Mayoral Hopeful Suing City Secretary

mayoral candidate
Jrmar Jefferson | Image by Jrmar Jefferson/Facebook

Jrmar Jefferson is suing the City after being disqualified from running for mayor, but he reportedly filed his initial lawsuit in the wrong court.

Jefferson previously alleged to The Dallas Express that the City Secretary’s Office blocked him from being on the ballot in May even though he fulfilled the necessary requirements.

He announced his intention to file a lawsuit over the matter at the beginning of March.

However, last week, a county district judge declined to rule on Jefferson’s case and explained that state election law dictates a higher court is needed to rule on cases involving municipal elections.

“It seems to me that a plain reading of the election code says you’re supposed to be in the Supreme Court or the Court of Appeals,” said Judge Eric Moyé, as reported by The Dallas Morning News.

Moyé reportedly explained that Jefferson filed an amended lawsuit on Wednesday morning at 6 a.m. and failed to give the City the required three-day notice.

His initial lawsuit listed the City of Dallas as the defendant, while the amended suit was filed against City Secretary Bilierae Johnson.

Last Tuesday, Jefferson hired attorney Paul Davis as his legal counsel.

“He wasn’t able to get counsel until yesterday,” Davis told the judge, per The Dallas Morning News. “He called everybody in town, and nobody wanted to go against the mayor.”

Davis said that Jefferson did not follow proper procedure in filing the lawsuit because he had no attorney at the time.

Davis explained that, according to case law, it is more proper to sue Secretary Johnson than the City because it was Johnson who determined Jefferson did not qualify to be on the ballot.

In a statement to The Dallas Express, Jefferson said, “I understand why so many individuals have lost faith in our legal system.”

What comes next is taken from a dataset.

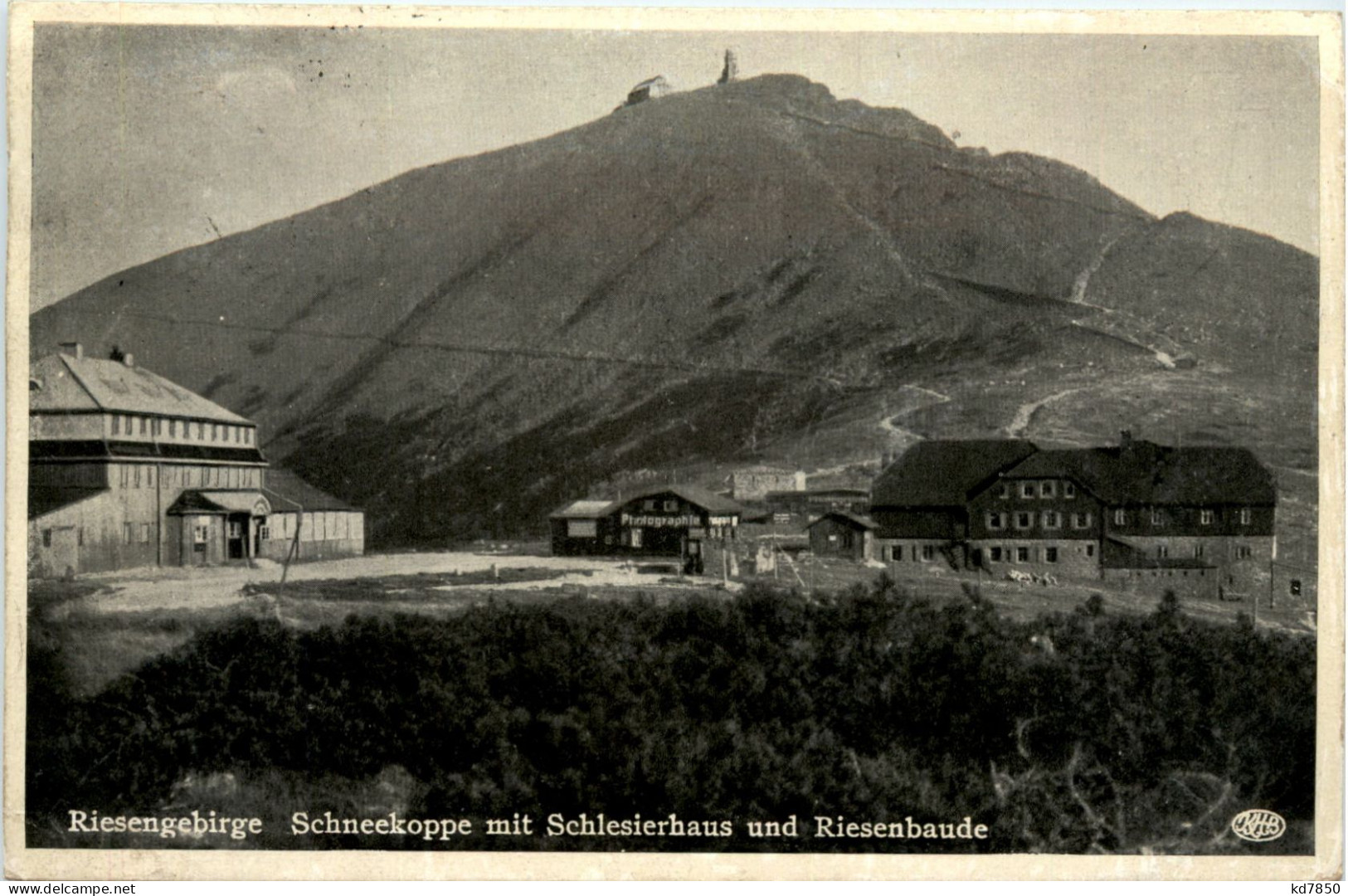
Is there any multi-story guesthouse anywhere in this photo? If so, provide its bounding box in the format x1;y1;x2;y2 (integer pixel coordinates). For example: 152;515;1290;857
871;432;1278;596
550;485;742;566
28;343;365;575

“I was devastated when no Democratic lawyer or organization agreed to represent me,” he continued. “I had to file pro se, and my life has been turned upside down. It was extremely challenging to find a lawyer who would accept the case.”

Jefferson described Davis as a “courageous attorney” and a “constitutional conservative” willing to “stand against the injustice committed against me and those that want to see change in the City of Dallas.”

“I believe that Judge Eric Moyé believes in justice and that liberty is not an inconvenient truth,” he continued. “My attorney located legal authority in his research that authorizes Judge Moyé to have jurisdiction over the case.”

“We have just filed an amended petition with that authority and are requesting a new temporary restraining order hearing as soon as possible,” he told The Dallas Express.

Jefferson reiterated his belief that “no candidate should run unopposed” and says he prays “that the people will elect a mayor who cares about them” once more.

The Dallas Express reached out to the City of Dallas and the City Secretary’s Office for comment regarding Jefferson’s case multiple times but received no statements by the time of publication.